Alles im Griff
Es ist ein später Freitagnachmittag im Warburger Land. Aus der kleinen Sporthalle dringt die Rhythmik von Tischtennisbällen, die über flache Kunststoffnetze geschmettert werden. Dort trainiert die Jugend des SV 21 Bonenburg, acht Teenager und zwei Betreuer. Am Ende der Halle steht Trainer Christof Stallmeister mit einem 15-Jährigen an der Platte. „Gut so, Dennis“, ruft er, als die Bälle konstant über das Netz retourniert werden – mit rechts. Dieser Zusatz ist wichtig.

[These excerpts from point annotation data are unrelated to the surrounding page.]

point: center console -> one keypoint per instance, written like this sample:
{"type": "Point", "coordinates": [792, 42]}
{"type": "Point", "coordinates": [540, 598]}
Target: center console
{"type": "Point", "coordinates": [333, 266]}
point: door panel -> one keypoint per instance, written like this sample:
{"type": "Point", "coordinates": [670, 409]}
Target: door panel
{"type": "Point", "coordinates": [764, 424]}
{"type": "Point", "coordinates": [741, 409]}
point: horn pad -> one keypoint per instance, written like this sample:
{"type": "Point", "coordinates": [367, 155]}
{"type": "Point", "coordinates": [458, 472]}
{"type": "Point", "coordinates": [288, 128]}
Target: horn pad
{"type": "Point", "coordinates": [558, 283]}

Mit dem Begriff Wunder sollte man nicht inflationär umgehen, doch diese Trainingseinheit kommt der Sache recht nahe. Der Weg dorthin war lang und kaum absehbar. Am Morgen des 23. Juni 2014 kommt Dennis mit dem Rettungshubschrauber Christoph 7 ins Klinikum Kassel. Bei einem Schulbusunfall im Ort Scherfede, der für die meisten Kinder glimpflich ausgeht, wird ihm der rechte Arm abgetrennt. Dazu hängt seine Hand nur noch an wenig Gewebe.
Der Kinderanästhesist Dr. Christian Gernoth erinnert sich an einen adrenalingefüllten Schockraum in der Notaufnahme. „Alle denken sofort an ihre eigenen Kinder, alle wollen helfen“, sagt Gernoth. Und genau das geschieht: Nur 45 Minuten nach Ankunft des Rettungshubschraubers wird Dennis in den OP-Saal gebracht, wo Professor Dr. Goetz Giessler, Direktor der Klinik für plastische Chirurgie, schon den abgetrennten Arm für die Replantation vorbereitet.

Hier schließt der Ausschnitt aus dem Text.